Databricks

Ossian · ‎07-21-2021

I am running a java/jar Structured Streaming job on a single node cluster (Databricks runtime 8.3). The job contains a single query which reads records from multiple Azure Event Hubs using Spark Kafka functionality and outputs results to a mssql database on Azure using a foreachBatch sink. When not started from any previous checkpoint, the job usually runs for 12-14 hours before stopping. The job will successfully restart from a checkpoint after it has died and has been observed to run for 19 hours before stopping again. Why is does my job halt?

According to the logs, before the job stops the driver seems to first spontaneously attempt a restart (I can't find anything in the logs before this point which would indicate that a restart was going to happen):

21/07/21 01:30:12 INFO StaticConf$: DB_HOME: /databricks
21/07/21 01:30:14 INFO DriverDaemon$: Current JVM Version 1.8.0_282
21/07/21 01:30:14 INFO DriverDaemon$: ========== driver starting up ==========
21/07/21 01:30:14 INFO DriverDaemon$: Java: Azul Systems, Inc. 1.8.0_282
21/07/21 01:30:14 INFO DriverDaemon$: OS: Linux/amd64 5.4.0-1051-azure
21/07/21 01:30:14 INFO DriverDaemon$: CWD: /databricks/driver
...

This is then followed by logging of the spark configuration and so on.

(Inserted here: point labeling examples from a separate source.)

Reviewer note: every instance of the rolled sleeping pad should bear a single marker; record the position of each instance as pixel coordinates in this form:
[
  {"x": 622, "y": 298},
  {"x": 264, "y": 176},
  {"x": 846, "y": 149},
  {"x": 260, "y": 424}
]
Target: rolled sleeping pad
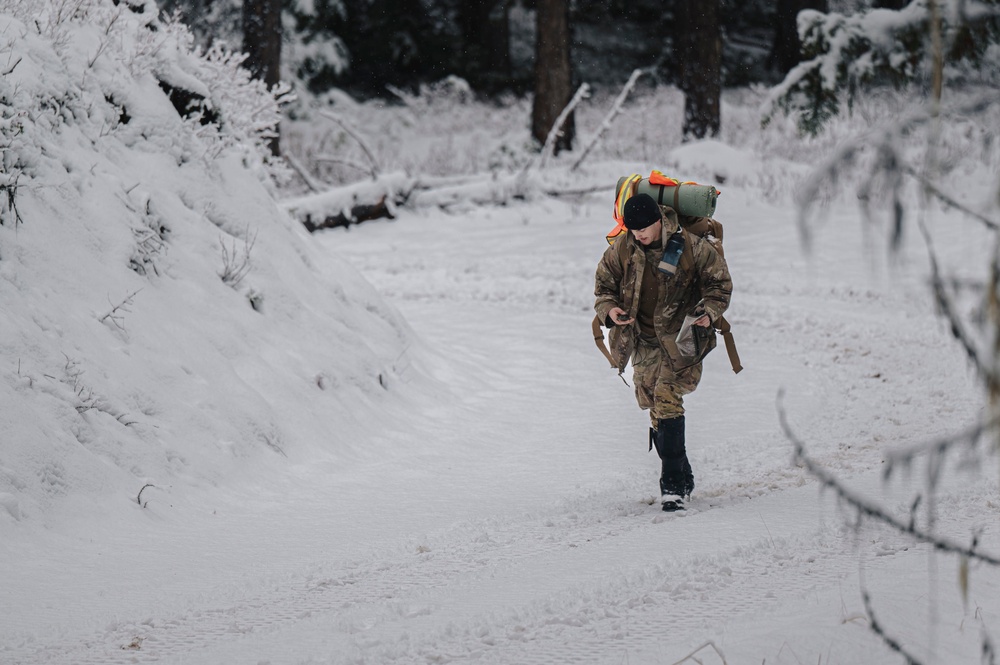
[{"x": 689, "y": 200}]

After a few seconds we then get

21/07/21 01:30:47 ERROR RShell: Failed to evaluate init script at path '/local_disk0/tmp/_CleanRShell.r1768656956904795188resource.r'
21/07/21 01:30:47 ERROR RDriverLocal: Starting R interpreter failed.
com.databricks.backend.daemon.driver.RDriverLocal$RProcessFatalException
        at com.databricks.backend.daemon.driver.RShell.$anonfun$new$1(RShell.scala:57)
        at scala.collection.immutable.List.foreach(List.scala:392)
        at com.databricks.backend.daemon.driver.RShell.<init>(RShell.scala:50)
        at com.databricks.backend.daemon.driver.RDriverLocal.init(RDriverLocal.scala:631)
        at com.databricks.backend.daemon.driver.RDriverLocal$.init(RDriverLocal.scala:1078)
        at com.databricks.backend.daemon.driver.RDriverWrapper.instantiateDriver(DriverWrapper.scala:819)
        at com.databricks.backend.daemon.driver.DriverWrapper.setupRepl(DriverWrapper.scala:331)
        at com.databricks.backend.daemon.driver.DriverWrapper.run(DriverWrapper.scala:220)
        at java.lang.Thread.run(Thread.java:748)

followed by some more related errors.

The job jar is successfully re-attached to the restarted cluster according to the logs, however the job does not seem to restart since the cluster then goes down after my configured cluster "Terminate after" setting of one hour. I have not configured automatic job restarts to debug this problem more easily.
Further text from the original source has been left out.